Bien que ces obstacles soient différents pour chaque personne, ils découlent de problèmes liés à l’organisation et à la réalisation de réunions et d’événements. Selon WEI, cela est dû notamment à des connaissances limitées des exigences en matière d’accessibilité, à un manque de ressources financières pour investir dans des mesures d’accessibilité et à un décalage entre les entités organisant les événements d’un côté, et les femmes handicapées et les organisations qui les représentent de l’autre.

L’organisme Inclusive Generation Equality Collective (IGEC), créé en 2021 pour faire progresser l’égalité des genres, veut changer la donne. Cet organe, composé de personnes en situation de handicap venant du monde entier, milite pour l’inclusion de toutes les femmes handicapées. Il s’efforce de lever ces obstacles en introduisant un protocole d’accessibilité féministe, qui est un ensemble d’engagements novateurs visant à garantir l’inclusion des femmes handicapées dans les espaces liés à l’égalité des genres.

Ce protocole invite les pays, les organisations de la société civile et les Nations Unies à s’engager à garantir que les discussions et les espaces décisionnels sur l’égalité des genres soient pleinement accessibles et inclusifs pour les femmes, les filles et les personnes trans, intersexes et non binaires souffrant d’un handicap. Le protocole comprend 13 engagements, chacun étant un appel à l’action sur un aspect spécifique de l’accessibilité et de l’inclusion dans les manifestations et les réunions, dont la planification, l’exécution et le suivi des événements.

Les femmes et les filles issues de groupes historiquement marginalisés doivent être soutenues pour participer à tous les niveaux de la prise de décisions dans la vie publique et politique

Hannah Wu, cheffe de la Section des droits humains des femmes et des questions de genre du HCDH

L’article 9 de la Convention relative aux droits des personnes handicapées stipule que l’accessibilité doit impérativement être assurée pour permettre aux personnes handicapées de vivre de façon indépendante et de participer pleinement, sur la base de l’égalité, à la vie sociale. Selon Mme Wu, cela signifie que pour les personnes handicapées, le droit d’accéder à l’environnement physique, aux transports, à l’information, aux technologies et aux espaces ouverts au public est une condition indispensable à la réalisation de nombreux autres droits, dont le droit de participer à la vie publique.
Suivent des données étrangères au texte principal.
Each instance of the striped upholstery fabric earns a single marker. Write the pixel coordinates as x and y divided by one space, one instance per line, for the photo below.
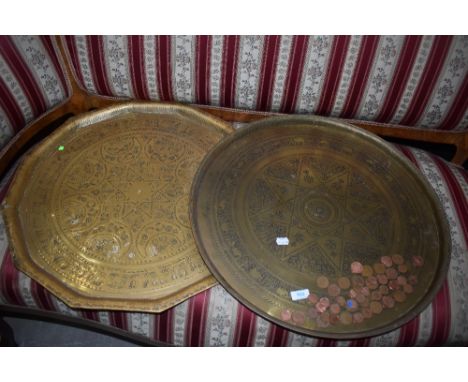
32 81
414 80
215 318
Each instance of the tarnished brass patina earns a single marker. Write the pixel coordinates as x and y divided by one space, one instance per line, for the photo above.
98 212
320 227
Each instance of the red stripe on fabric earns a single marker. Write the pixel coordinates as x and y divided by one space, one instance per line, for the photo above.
47 42
336 61
409 52
360 77
441 317
9 285
202 70
409 333
294 75
119 319
41 296
196 319
322 342
267 72
137 66
70 43
97 64
428 79
164 63
277 336
244 332
23 75
458 108
11 108
229 71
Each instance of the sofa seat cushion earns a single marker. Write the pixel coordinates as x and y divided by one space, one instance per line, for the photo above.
32 81
419 81
215 318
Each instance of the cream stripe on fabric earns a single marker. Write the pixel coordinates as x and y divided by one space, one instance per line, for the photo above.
82 53
180 315
35 54
221 318
182 68
413 79
16 90
281 72
261 331
458 272
117 67
216 62
314 73
347 74
450 81
149 43
139 323
248 71
380 77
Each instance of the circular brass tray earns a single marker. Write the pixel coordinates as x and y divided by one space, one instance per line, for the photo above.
327 214
98 213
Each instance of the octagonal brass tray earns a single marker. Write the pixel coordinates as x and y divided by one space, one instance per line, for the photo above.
320 227
98 213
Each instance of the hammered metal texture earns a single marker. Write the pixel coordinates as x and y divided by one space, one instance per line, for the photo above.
307 203
98 212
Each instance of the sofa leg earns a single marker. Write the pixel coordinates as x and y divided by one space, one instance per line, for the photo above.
7 337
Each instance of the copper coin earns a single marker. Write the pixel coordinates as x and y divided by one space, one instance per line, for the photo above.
325 301
379 268
356 267
335 308
408 288
383 289
367 271
352 305
313 298
398 259
366 312
387 261
334 290
401 280
357 281
313 313
417 261
358 317
402 268
341 301
322 282
286 315
388 301
413 279
391 273
393 285
346 318
399 296
382 279
376 307
376 295
372 282
344 283
298 317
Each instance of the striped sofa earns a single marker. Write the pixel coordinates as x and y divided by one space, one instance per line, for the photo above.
416 81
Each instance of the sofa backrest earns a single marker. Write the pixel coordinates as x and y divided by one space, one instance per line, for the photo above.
417 81
32 81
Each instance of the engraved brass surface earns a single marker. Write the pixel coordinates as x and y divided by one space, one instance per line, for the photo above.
99 212
365 233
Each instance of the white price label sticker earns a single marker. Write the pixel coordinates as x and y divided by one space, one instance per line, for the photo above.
299 294
282 241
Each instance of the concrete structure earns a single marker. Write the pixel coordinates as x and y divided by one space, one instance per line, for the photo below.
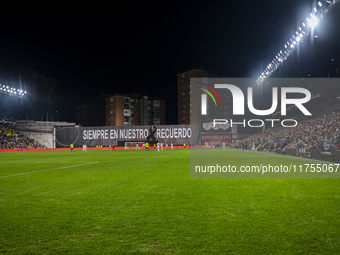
183 93
41 131
133 109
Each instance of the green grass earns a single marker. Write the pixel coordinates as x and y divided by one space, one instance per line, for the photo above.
134 202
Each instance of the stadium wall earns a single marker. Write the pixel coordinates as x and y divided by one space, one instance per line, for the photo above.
107 135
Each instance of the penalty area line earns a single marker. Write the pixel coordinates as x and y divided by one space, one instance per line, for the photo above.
51 169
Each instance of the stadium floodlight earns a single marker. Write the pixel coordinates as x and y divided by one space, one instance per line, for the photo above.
12 91
319 11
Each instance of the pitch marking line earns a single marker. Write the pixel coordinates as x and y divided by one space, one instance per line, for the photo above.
49 169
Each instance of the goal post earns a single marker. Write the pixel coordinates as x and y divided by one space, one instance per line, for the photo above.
134 145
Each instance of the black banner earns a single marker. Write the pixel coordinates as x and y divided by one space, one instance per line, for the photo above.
106 136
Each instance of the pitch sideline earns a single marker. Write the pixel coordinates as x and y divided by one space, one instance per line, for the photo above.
49 169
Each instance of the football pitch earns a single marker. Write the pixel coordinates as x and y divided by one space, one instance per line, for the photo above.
137 202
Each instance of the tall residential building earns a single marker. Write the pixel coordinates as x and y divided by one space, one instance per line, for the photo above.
133 109
183 93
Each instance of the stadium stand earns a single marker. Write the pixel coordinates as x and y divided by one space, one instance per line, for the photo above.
11 139
315 137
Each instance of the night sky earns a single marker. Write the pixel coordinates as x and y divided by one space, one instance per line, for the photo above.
142 46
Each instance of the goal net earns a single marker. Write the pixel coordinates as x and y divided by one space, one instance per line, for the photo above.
134 145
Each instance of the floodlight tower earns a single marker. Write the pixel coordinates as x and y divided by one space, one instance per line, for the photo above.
12 91
320 10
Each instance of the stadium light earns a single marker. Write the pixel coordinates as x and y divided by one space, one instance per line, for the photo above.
319 11
12 91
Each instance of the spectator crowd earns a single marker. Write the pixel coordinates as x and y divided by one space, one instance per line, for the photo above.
10 138
318 132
« Par conséquent, nous encourageons nos collègues et nos partenaires à utiliser le protocole d’accessibilité féministe pour veiller à ce que les femmes et les filles handicapées puissent accéder aux espaces physiques et virtuels où des décisions importantes sont prises concernant les droits des femmes et l’égalité des genres », a-t-elle indiqué.

Pour faire progresser la participation des femmes et des filles à la vie publique, le HCDH appelle à des actions concrètes dans plusieurs domaines interdépendants, notamment le renforcement du cadre juridique national pour garantir l’égalité des genres dans les secteurs public et privé.

« Les droits humains des femmes sont interdépendants et indivisibles », a-t-elle affirmé. « Nous ne pouvons pas promouvoir uniquement la participation égale des femmes à la vie publique et politique si nous ne garantissons pas leurs droits à l’égalité dans tous les aspects de la vie familiale, à l’absence de violence fondée sur le genre, à la santé et aux droits en matière de sexualité et de procréation, ainsi qu’aux possibilités d’émancipation économique. »

Un accès universel

Le protocole et les efforts déployés pour rendre tous les espaces accessibles aux femmes handicapées sont des aspects très importants pour Cristina Dueñas. Cette femme originaire d’Espagne est ingénieure en mécanique et milite pour les droits des personnes handicapées et l’égalité des genres.

As a member of the Inclusive Generation Equality Collective, Cristina Dueñas was part of the team who worked on creating the Protocol

En tant que membre du collectif Inclusive Generation Equality, Cristina Dueñas faisait partie de l'équipe qui a travaillé à la création du protocole

À la suite de complications lors d’une opération du dos ayant entraîné des problèmes à une jambe, Cristina a du mal à marcher sans béquilles.

« Comme je ne suis pas née avec ce problème, cela a profondément changé ma vie et ma façon de voir la vie », a-t-elle déclaré.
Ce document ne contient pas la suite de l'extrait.